The 2009 WHO classifications are simply based on the number of skin lesions as follows:

  • Paucibacillary leprosy: skin lesions with no bacilli (M. leprae) seen in a skin smear
  • Multibacillary leprosy: skin lesions with bacilli (M. leprae) seen in a skin smear

However, the WHO further modifies these two classifications with clinical criteria because “of the non-availability or non-dependability of the skin-smear services. The clinical system of classification for the purpose of treatment includes the use of number of skin lesions and nerves involved as the basis for grouping leprosy patients into multibacillary (MB) and paucibacillary (PB) leprosy.” Investigators state that up to about four to five skin lesions constitutes paucibacillary leprosy, while about five or more constitutes multibacillary leprosy.

Causes

Leprosy is caused by the bacterium Mycobacterium leprae. It is not very contagious and it has a long incubation period (time before symptoms appear), which makes it hard to know where or when someone caught the disease. Children are more likely than adults to get the disease.

Leprosy has two common forms: tuberculoid and lepromatous. Both forms produce sores on the skin. However, the lepromatous form is most severe. It causes large lumps and bumps (nodules).
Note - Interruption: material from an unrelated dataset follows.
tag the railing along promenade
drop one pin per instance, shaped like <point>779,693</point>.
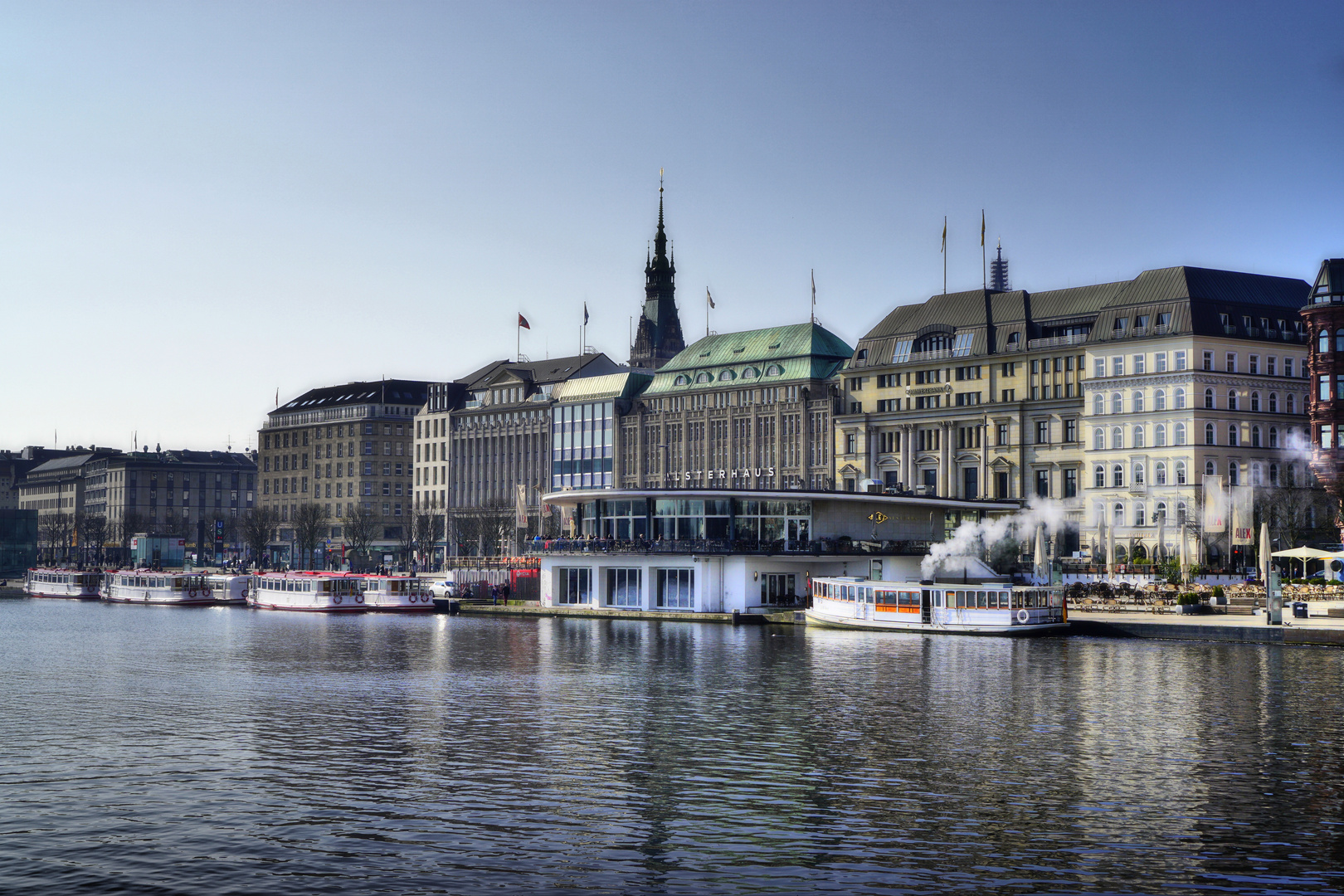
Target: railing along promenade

Effective medications exist. Isolating people with this disease in “leper colonies” is not needed.

Symptoms

Unfortunately, the early signs and symptoms of leprosy are very subtle and occur slowly, usually over years. The symptoms are similar to those that may occur with syphilis, tetanus, and leptospirosis. Numbness and loss of temperature sensation are some of the first symptoms that patients experience. As the disease progresses, the sensations of touch, then pain, and eventually deep pressure are decreased or lost. Signs that occur, such as relatively painless ulcers, skin lesions of hypopigmented macules (flat, pale areas of skin), and eye damage like dryness, reduced blinking are experienced before the large ulcerations, loss of digits, and facial disfigurement develop. This long-term developing sequence of events begins and continues on the cooler areas of the body (for example, hands, feet, face, and knees).

Exams and Tests

Lepromin skin test can be used to tell the two different forms of leprosy apart, but it is not used to diagnose the disease

  • Skin lesion biopsy
  • Skin scraping examination

Treatment

An effective cure for leprosy has been available since 1982 in the form of multidrug therapy a combination of three drugs taken daily for six to 12 months. But while treatment halts the progression of this cruel disease, it cannot turn the clock back in terms of disability. A clawed hand or foot drop can be restored with surgery. Surgery, however, cannot restore the feeling to hands and feet meaning they can become easily injured. Protective footwear can be worn to reduce the chances of injury and of ulcers developing. The blinking mechanism can also be restored to the eye by surgery. But once eyesight has been lost as a result of injury to the eye, nothing can be done to reverse the situation.

Prognosis

Diagnosing the disease early is important. Early treatment limits damage, prevents a person from spreading the disease, and allows the person to have a normal lifestyle.